WIEN (COMPUTERWOCHE) - SAP steckt weiter mitten im Umbau seiner Softwarearchitektur und steht zunehmend unter dem Druck, die Kunden mit konkreten Anwendungsszenarien von den Vorteilen Service-orientierter IT-Infrastrukturen zu überzeugen. Das drängendste Anliegen der Kunden sei derzeit, wie das Konzept der Enterprise Services Architecture (ESA) in die Realität umzusetzen sei, erläuterte Shai Agassi, President Product and Technology Group und Vorstandsmitglied der SAP, zur Eröffnung der Konferenz "SAP TechED" in Wien.

Der Konzern wähnt sich dabei auf dem richtigen Weg. Immer mehr Unternehmen würden damit beginnen, ihre IT-Infrastruktur entsprechend dem Konzept einer Service-orientierten Architektur (SOA) umbauen. Fast 2800 Kunden würden Agassi zufolge bereits ESA-Komponenten einsetzen. Jeden Tag kämen weitere fünf Netweaver-Anwender hinzu. Einwände, diese Kunden hätten zwar die aktuelle SAP-Technik lizenziert, würden die aber nicht einsetzen, lässt der SAP-Vorstand nicht gelten. Es gebe strikte Richtlinien für die Anerkennung als ESA-Referenzkunde. Diese müssten mindestens zwei Komponenten aus dem Netweaver-Stack aktiv einsetzen sowie SAP-eigene wie Nicht-SAP-Systeme über die Integrationsplattform verknüpfen. "Außerdem müssen sie glücklich sein", ergänzt Agassi augenzwinkernd.

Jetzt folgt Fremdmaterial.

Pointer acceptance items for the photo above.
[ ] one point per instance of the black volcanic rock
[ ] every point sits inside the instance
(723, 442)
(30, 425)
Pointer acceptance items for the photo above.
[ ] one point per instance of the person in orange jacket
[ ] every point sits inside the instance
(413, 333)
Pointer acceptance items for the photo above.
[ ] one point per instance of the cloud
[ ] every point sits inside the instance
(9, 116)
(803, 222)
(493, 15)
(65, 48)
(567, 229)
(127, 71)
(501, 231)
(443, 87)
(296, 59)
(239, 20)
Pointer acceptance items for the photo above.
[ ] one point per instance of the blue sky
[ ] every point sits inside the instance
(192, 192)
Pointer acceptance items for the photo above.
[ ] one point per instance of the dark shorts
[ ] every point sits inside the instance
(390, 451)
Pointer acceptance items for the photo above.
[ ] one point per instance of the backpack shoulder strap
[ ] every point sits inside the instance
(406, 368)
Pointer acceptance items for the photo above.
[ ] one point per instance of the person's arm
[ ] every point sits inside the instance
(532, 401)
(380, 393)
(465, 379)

Wie SAP jedoch zwischen den Zeilen selbst einräumt, stehen die meisten Unternehmen noch am Anfang ihres Weges in Richtung SOA. Bei dem Kunststoffspezialisten Veka AG aus Münster, den die Walldorfer als neuen Referenzkunden für ESA präsentierten, sollen die weltweit unterschiedlichen IT-Systeme auf Basis von Netweaver integriert werden. Dabei sollen die Geschäftsprozesse in den 33 Niederlassungen weltweit vereinheitlicht werden, erläutert Thomas Sauerland, Vorstandsvorsitzender von Veka. Allerdings sei erst im folgenden Schritt angedacht, die globalen Daten zu konsolidieren und ein unternehmensweites Berichtswesen einzuführen. Sauerland verfolgt nach eigenen Worten einen pragmatischen Ansatz. Die SAP-Lösungen müssen konkrete Business-Probleme lösen. Nur eine technische Vision reiche nicht aus.

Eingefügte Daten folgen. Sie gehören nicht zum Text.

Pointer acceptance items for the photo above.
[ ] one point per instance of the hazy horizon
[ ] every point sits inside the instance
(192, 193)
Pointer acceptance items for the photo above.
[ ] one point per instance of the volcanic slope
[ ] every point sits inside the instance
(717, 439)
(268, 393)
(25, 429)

"Mit SAP Netweaver können Unternehmen einen serviceorientierten Ansatz verfolgen, um flexibler auf sich ständig ändernde Geschäftsentwicklungen zu reagieren", wirbt Agassi für die SAP-Architektur. Seit nunmehr über zwei Jahren versuchen die SAP-Verantwortlichen ihre Kunden von den Vorteilen der neuen Architektur zu überzeugen. Die Argumente bleiben die Gleichen. Wie SAP-Chef Henning Kagermann verweist auch Agassi auf die aus seiner Sicht starren und unflexiblen IT-Systeme vieler Kunden, die nur schwer zu integrieren seien, hohe Kosten verursachten und sich angesichts des sich immer schneller verändernden Marktumfelds nur langsam an neue Herausforderungen des immer härter werdenden Wettbewerbs anpassen ließen.

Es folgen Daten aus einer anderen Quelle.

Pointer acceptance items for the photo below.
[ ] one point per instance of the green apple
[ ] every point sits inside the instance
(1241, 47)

Um die Entwicklung von ESA weiter voranzutreiben, arbeiten SAPs Prozessspezialisten mit Hochdruck an der Definition von Enterprise Services. SOA sei zwar die nächste Stufe der Softwarearchitekturen, erläutert Agassi. "Das ist aber nicht genug." Um diese Idee in die Realität umzusetzen, benötige man eine Geschäftssemantik, mit deren Hilfe Geschäftsprozesse in den Unternehmen definiert werden und anschließend mit den entsprechenden Softwaremodulen unterlegt werden können.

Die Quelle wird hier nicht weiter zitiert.